As the industry matures in Europe, non-traditional products continue to secure the future of ETFs…..
Andrew Craswell, Vice President and Head of European ETF Business Development at BBH
Brown Brothers Harriman & Co. a market leading ETF custodian and fund administrator, together with research firm Inside ETFs, announced today the results of their “2016 European Investor Survey”, which gauges the sentiment of investors toward ETF product and distribution strategies.
Survey respondents confirmed that as the European ETF landscape matures investment priorities are changing.
As a result, product innovation is a core aspect of the industry’s evolution and the participants can only expect demand for non-traditional products to increase. Traditionally, investors have used core index products in their portfolios, but this year’s data suggests that investors are now attracted to additional options that are weighted toward factors such as income or low volatility, rather than just market-cap.

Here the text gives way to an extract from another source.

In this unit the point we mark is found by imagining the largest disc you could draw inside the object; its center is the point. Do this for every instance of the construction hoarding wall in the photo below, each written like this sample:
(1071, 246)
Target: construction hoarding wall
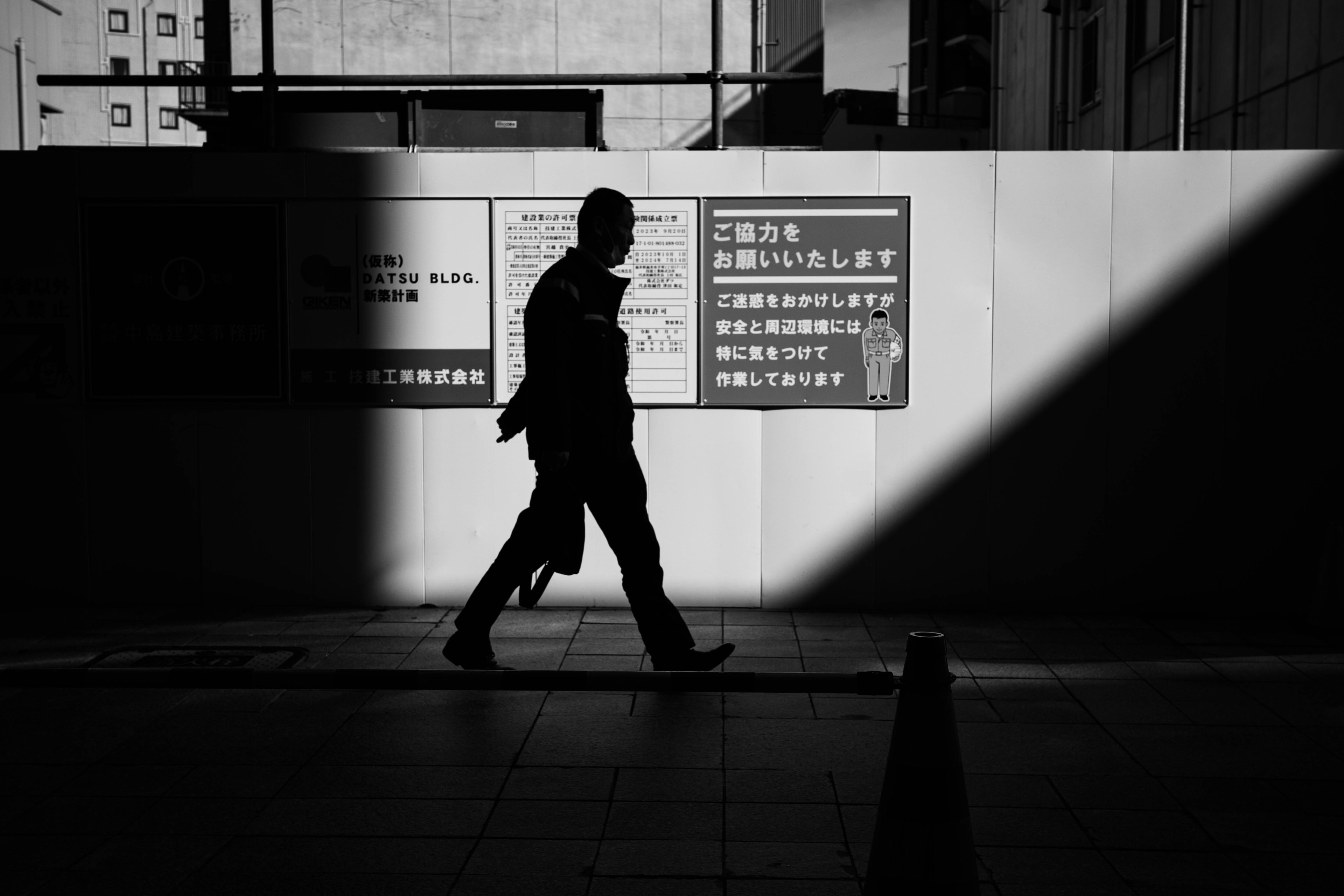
(1070, 379)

According to the survey results, smart beta, socially responsible investment strategies and multi-asset investing are asset classes where managers may seek to differentiate their products to reflect the rapidly growing importance and popularity of these criteria with investors. Respondents also highlighted investor education and robo-advisor platforms as potential areas of focus for distribution strategy. This data indicates that while the market has continued to add traditional passive products, a new wave of growth is likely to come from smart beta and active ETFs as advisors look for excess returns in Europe.
“In recent years, ETFs have enjoyed significant growth and are quickly becoming a sizeable portion of the overall global mutual fund market, said Andrew Craswell, Vice President and Head of European ETF Business Development at BBH. “As European ETF AUM sets to pass $550 billion, the market is poised for a period of accelerated growth as new entrants come in and the market surpasses a point of scale. With the pace of demand set to increase, the European ETF market will remain a key strategic focus for many of the world’s largest asset managers.”
“This year’s survey confirms that the demand for new ideas in the ETF space is accelerating,” said Matt Hougan, Chief Executive Officer of Inside ETFs. “Investors are looking ahead to a market characterized by the potential for both higher volatility and lower returns, and they are demanding more out of ETF product development to solve those challenges. It’s an exciting time for the market.”
Key findings include:
Socially responsible ETFs are en vogue: 52% of respondents consider ESG factors when making a new investment.
Smart beta is gaining traction: 78% of respondents have less than 5% of their portfolio in smart beta, yet 49% view it as an alternative to active strategies.
Perceived investor criteria for investing in ETFs: 68% of respondents will invest in an ETF with a track record of less than 1 year; only 20% of respondents will invest in an ETF with less than €50 million in AUM.
Robos help, not hurt traditional financial advisors: 54% of respondents see robo-advisors as an opportunity for their business.
Brown Brothers Harriman partnered with Inside ETFs to conduct the Annual European ETF Investor Survey from May to June 2016. The European online survey received 180 responses from 102 independent financial advisors, 37 banking and insurance professionals, 32 mutual fund managers, and 9 hedge fund managers. This survey represents advisors and institutional investors with over €3.8 trillion in combined global assets.